The FIA has now confirmed that it will begin talks with the sport's stakeholders soon to lay out plans for an independent supplier of power units.

One proposal is for it to be a 2.2-litre twin turbo V6 engine – which would be tuned to ensure that it had performance parity with manufacturers' current 1.6-litre hybrid versions.

But Mercedes motorsport boss Toto Wolff is not in favour of the plans, and thinks F1 could be making a mistake in thinking it best to go back to simpler technology to help secure the future.

While accepting that there may be little he can do to do to stop the rules coming in to force, Wolff urged caution about embracing an alternative engine.

“There is a governance structure in place and obviously the majority wants the rules to change, and that is going to happen,” Wolff told Motorsport.com. “But we are going to make our standpoint.

“The hybrid is important, and it is what is happening on the roads today. But if you want to go 'Back to the Future', that is not what we believe should be the philosophy.

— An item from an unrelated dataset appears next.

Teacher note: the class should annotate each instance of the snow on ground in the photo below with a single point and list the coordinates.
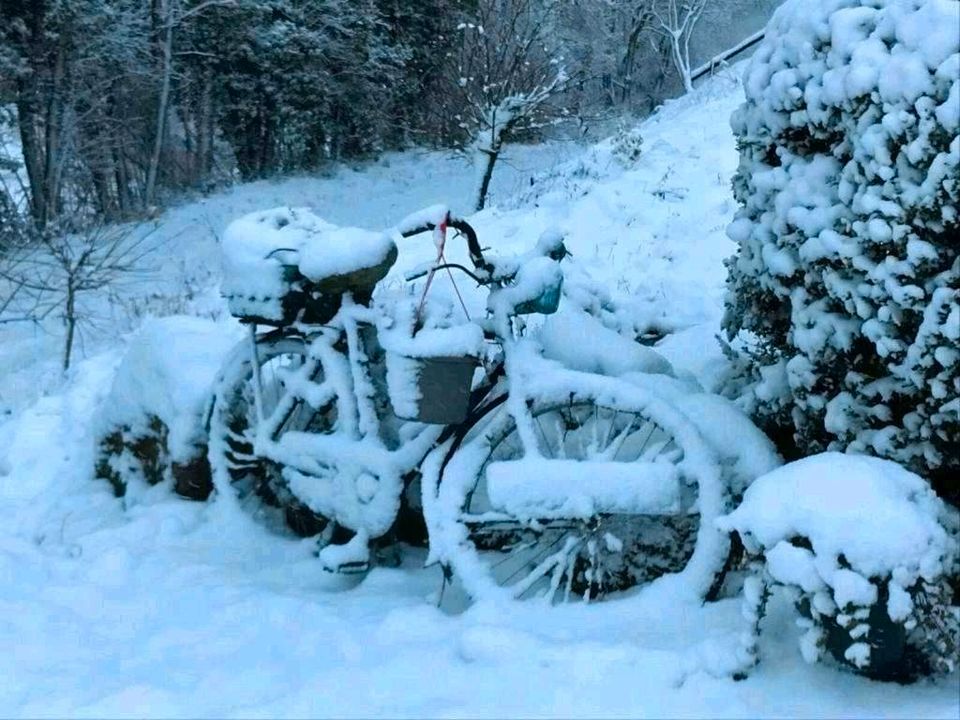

“Let's see how the governing body and everybody involved is going to decide.”

Nightmare rules

McLaren racing director Eric Boullier believes if an alternative engine does come in to play, then F1 could face big trouble in trying to balance out performance of the different power units.

“It will be very, very difficult to balance the performance between two different technologies like this,” he explained.

“We still believe it is better to help Renault and Honda to catch up, than diversify already.

“Although it is too early to have a clear position, it will be a nightmare to balance in terms of regulations and it will not be necessarily fair to have a cheaper engine delivering better performance than a top engine.”